DELAYED RESPONSE OF GROUNDWATER TO DROUGHTS AND IMPLICATIONS FOR A WARMER CLIMATE

Groundwater is a life-sustaining resource that supplies water to 2 billion people worldwide. The availability of groundwater is critical for agriculture, particularly during drought periods, where it serves as an alternate water supply against reduced surface water availability. Despite the importance of groundwater in sustaining human water use during drought periods, our understanding of the groundwater response to drought is limited. In this contribution, we utilize daily groundwater observations from anthropogenically unaffected, unconfined aquifers across the conterminous United States to quantify groundwater recovery time to meteorological drought. The total recovery time consists of the “time of rise”, i.e. the time necessary for the post-drought recharge to increase the storage to pre-drought conditions, plus the time-lag between the termination of the precipitation drought and the termination of groundwater storage loss. Using data from 1981-2017, we demonstrate that on average it takes 3 years for shallow aquifers to recover the storage loss from a drought, and the recovery time is longer for higher severity droughts.

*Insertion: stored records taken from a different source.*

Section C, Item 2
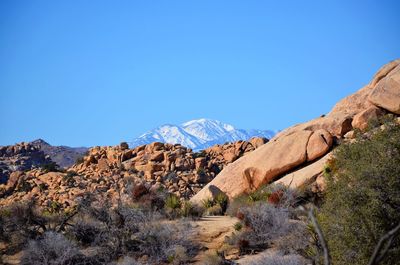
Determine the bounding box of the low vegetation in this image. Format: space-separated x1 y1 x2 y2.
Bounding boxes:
318 116 400 265
0 193 198 265
224 184 311 263
2 116 400 264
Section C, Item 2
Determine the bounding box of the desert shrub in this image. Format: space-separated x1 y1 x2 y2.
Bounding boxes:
180 200 194 217
247 186 271 202
165 194 181 210
0 201 69 250
75 156 84 164
131 183 149 199
135 220 195 263
202 251 225 265
234 222 243 231
201 193 229 216
206 204 223 216
226 194 251 217
180 200 204 219
245 250 307 265
197 167 206 175
120 142 129 150
21 231 81 265
38 183 48 192
2 196 197 264
318 119 400 265
192 150 206 159
16 178 32 192
114 256 142 265
215 193 228 213
63 171 77 185
41 162 60 173
238 203 292 250
202 198 215 209
70 219 101 246
165 194 182 219
274 221 310 255
69 197 196 264
166 244 189 264
226 184 299 217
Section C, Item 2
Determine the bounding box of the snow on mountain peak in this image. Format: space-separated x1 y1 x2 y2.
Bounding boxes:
129 119 276 150
181 119 236 142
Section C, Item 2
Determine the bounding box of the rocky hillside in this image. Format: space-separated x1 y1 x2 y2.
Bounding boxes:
0 142 53 184
30 139 88 168
0 137 267 209
192 59 400 203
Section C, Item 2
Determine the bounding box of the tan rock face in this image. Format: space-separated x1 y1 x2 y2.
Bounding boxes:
249 137 268 148
369 63 400 114
369 59 400 88
191 130 320 203
275 152 332 189
352 105 385 130
306 129 333 162
193 60 400 203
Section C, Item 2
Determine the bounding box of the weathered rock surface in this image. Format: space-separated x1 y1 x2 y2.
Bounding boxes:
0 142 53 184
352 105 385 130
192 59 400 203
306 129 333 161
192 130 333 202
0 138 267 209
369 61 400 114
275 152 332 189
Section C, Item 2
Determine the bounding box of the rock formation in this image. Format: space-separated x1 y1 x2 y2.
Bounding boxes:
0 137 267 209
0 142 53 184
191 59 400 203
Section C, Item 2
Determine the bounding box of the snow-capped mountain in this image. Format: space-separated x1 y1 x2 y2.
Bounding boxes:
129 119 276 150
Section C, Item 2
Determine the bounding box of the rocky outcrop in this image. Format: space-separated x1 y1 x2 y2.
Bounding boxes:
70 138 267 199
275 153 332 189
0 142 53 184
0 138 267 209
191 130 332 202
352 105 385 130
191 59 400 203
368 59 400 114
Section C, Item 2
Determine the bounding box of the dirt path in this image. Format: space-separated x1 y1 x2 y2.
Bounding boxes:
190 215 239 264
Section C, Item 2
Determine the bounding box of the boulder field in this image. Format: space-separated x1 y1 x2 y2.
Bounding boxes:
191 59 400 203
0 137 267 209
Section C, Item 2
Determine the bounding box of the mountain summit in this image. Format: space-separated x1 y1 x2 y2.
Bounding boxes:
129 119 276 150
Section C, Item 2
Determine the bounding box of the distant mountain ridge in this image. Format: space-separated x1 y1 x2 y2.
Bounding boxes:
30 139 88 168
129 118 276 150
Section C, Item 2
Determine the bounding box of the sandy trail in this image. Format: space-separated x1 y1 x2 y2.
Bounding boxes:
190 215 239 264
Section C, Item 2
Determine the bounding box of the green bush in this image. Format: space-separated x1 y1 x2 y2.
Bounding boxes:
180 200 204 219
165 194 181 210
215 193 228 213
165 194 181 219
41 162 60 173
234 222 243 231
318 119 400 265
202 198 215 209
201 193 229 215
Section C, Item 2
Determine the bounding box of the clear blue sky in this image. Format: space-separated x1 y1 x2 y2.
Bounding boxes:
1 1 399 147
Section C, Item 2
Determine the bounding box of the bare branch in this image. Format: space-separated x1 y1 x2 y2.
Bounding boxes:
368 222 400 265
308 206 330 265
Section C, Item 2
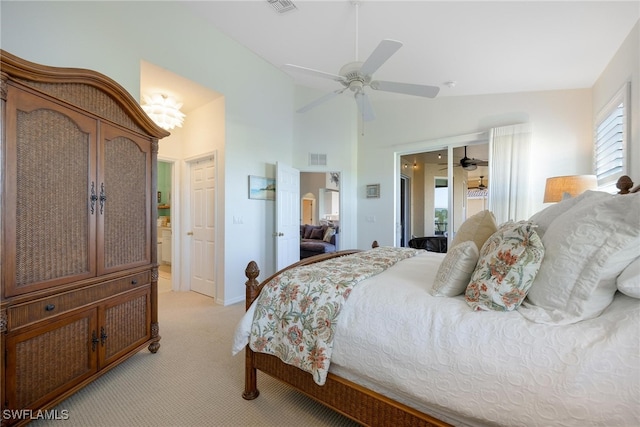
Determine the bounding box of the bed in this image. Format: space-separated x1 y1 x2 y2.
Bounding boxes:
232 175 640 427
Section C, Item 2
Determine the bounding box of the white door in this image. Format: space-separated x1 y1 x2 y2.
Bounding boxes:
189 156 216 297
276 162 300 271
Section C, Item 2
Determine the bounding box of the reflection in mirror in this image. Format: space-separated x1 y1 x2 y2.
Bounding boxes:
399 143 489 251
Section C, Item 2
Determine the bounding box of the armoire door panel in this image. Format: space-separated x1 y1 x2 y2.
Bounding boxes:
97 124 151 275
99 287 151 367
4 308 98 411
3 86 98 297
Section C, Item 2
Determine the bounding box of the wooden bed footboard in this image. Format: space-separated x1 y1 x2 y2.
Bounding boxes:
242 247 450 427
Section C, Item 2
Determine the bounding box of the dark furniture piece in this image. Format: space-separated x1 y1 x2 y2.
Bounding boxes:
300 224 339 259
1 50 167 426
408 236 448 253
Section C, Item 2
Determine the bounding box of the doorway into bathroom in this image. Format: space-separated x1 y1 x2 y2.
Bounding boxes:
157 160 174 292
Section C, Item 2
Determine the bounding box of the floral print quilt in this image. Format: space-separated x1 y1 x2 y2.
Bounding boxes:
249 247 420 385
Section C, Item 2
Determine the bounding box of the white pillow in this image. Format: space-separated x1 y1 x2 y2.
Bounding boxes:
450 210 497 251
617 257 640 298
522 193 640 324
465 221 544 311
528 190 612 238
431 241 479 297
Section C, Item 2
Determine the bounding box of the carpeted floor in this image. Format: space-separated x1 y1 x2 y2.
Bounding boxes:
32 291 359 427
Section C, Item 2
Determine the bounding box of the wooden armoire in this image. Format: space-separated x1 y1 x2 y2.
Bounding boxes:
0 51 168 425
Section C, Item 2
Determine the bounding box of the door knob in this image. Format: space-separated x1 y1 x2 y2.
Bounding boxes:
278 232 284 236
187 231 194 236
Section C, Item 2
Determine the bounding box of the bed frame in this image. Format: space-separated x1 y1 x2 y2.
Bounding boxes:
241 175 638 427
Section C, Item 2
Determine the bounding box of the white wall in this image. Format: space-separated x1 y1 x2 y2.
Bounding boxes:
355 89 592 247
293 86 358 250
593 21 640 180
1 1 295 305
2 3 636 304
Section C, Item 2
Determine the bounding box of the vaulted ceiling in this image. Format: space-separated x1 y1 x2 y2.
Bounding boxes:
185 1 638 99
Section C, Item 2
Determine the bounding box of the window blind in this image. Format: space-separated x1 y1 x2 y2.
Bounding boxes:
594 84 628 191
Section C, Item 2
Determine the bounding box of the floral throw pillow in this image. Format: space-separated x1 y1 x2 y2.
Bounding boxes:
465 221 544 311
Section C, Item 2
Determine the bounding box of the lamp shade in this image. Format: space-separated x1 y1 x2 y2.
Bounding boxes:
543 175 597 203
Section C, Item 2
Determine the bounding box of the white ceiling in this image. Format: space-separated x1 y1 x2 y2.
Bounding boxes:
182 0 639 100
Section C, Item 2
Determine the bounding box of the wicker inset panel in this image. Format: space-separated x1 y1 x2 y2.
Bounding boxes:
104 293 148 360
16 79 143 134
14 316 92 408
254 353 449 427
15 108 90 287
104 137 147 268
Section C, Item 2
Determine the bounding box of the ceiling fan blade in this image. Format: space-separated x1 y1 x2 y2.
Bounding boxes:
474 160 489 166
282 64 346 83
370 80 440 98
360 39 403 76
297 89 345 113
355 92 375 122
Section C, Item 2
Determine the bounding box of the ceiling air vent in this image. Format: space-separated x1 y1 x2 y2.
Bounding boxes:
309 153 327 166
267 0 297 14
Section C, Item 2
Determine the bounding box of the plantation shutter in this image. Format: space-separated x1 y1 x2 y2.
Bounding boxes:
594 84 628 191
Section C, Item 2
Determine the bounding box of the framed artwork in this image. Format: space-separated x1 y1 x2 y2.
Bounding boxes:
248 175 276 200
366 184 380 198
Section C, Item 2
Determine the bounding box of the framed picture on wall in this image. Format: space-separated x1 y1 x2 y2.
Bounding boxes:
248 175 276 200
366 184 380 198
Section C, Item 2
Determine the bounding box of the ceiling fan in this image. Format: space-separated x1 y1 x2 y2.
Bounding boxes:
439 146 489 171
469 176 487 190
283 1 440 121
458 146 488 171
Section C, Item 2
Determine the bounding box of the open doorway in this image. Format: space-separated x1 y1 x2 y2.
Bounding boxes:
157 159 175 293
300 172 341 248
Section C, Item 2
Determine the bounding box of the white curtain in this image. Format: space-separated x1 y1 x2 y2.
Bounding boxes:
488 123 532 225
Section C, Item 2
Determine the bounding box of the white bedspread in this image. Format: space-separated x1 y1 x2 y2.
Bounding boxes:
233 251 640 427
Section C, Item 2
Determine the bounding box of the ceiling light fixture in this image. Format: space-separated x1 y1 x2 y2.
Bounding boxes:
141 93 185 130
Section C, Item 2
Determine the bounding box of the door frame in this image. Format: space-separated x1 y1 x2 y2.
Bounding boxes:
400 174 411 247
158 156 179 292
182 151 218 299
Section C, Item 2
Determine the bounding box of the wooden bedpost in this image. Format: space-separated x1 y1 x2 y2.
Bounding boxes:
245 261 261 310
243 261 260 400
616 175 640 194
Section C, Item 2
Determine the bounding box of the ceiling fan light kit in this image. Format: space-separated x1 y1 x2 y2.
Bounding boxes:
284 2 440 121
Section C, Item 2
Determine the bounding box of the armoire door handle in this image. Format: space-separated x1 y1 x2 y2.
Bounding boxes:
90 182 98 214
100 327 108 346
91 331 99 351
99 183 106 214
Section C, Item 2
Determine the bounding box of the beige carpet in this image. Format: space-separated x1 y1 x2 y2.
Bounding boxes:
32 291 359 427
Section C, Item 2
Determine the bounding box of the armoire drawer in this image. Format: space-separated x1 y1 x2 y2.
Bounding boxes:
7 271 150 330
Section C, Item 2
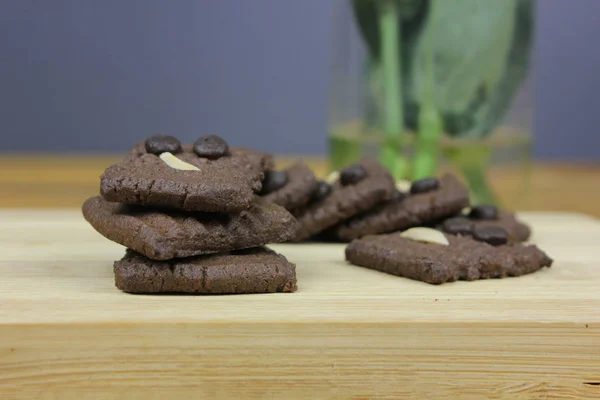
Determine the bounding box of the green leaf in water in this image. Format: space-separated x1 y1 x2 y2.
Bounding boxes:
444 145 500 206
407 0 533 139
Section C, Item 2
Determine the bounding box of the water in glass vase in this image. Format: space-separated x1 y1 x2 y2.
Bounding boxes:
328 0 535 207
329 121 532 206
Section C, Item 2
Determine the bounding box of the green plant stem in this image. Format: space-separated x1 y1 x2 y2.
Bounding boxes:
377 0 408 179
461 164 498 205
445 146 499 206
414 107 442 179
413 0 442 179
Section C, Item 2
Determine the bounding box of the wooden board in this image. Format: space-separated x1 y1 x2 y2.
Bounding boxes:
1 210 599 399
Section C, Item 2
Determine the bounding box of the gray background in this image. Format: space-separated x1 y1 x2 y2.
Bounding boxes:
0 0 598 160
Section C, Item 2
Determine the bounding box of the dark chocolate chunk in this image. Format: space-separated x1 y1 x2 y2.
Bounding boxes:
470 211 531 242
340 164 368 186
438 211 531 243
114 247 297 294
193 134 229 159
442 216 474 236
345 232 552 284
473 225 508 246
410 177 440 194
144 135 182 155
469 204 498 220
312 181 332 202
82 196 297 260
261 170 289 194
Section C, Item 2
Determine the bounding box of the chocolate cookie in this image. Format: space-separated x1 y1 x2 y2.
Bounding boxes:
82 196 297 260
101 138 273 212
293 159 396 241
261 162 318 211
331 174 469 241
114 247 297 294
345 232 552 284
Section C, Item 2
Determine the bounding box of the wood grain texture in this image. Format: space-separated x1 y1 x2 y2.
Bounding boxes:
0 210 599 399
1 154 600 216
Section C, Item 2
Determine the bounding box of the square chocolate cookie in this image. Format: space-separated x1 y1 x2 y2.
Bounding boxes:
293 159 396 241
101 136 273 212
114 247 297 294
345 230 552 284
82 196 297 260
331 174 469 241
261 162 318 211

In addition, the average time lag of aquifer response time to drought is 15 months, and can increase up to 15 years for some aquifers. Such a considerable variation in the duration of time lag leads to a hidden legacy of drought in shallow aquifers. We find that aquifer physical properties control this time lag in regions with shallow groundwater tables, and precipitation characteristics are more important in aquifers with deep groundwater tables. Groundwater sustainability management must therefore consider this time-lag between precipitation drought and groundwater level response. Given that drought severity increases the recovery time, the projected increases to drought frequency and severity should increase groundwater recovery times and reduce buffering capacity of aquifers in times of reduced surface water availability caused by droughts.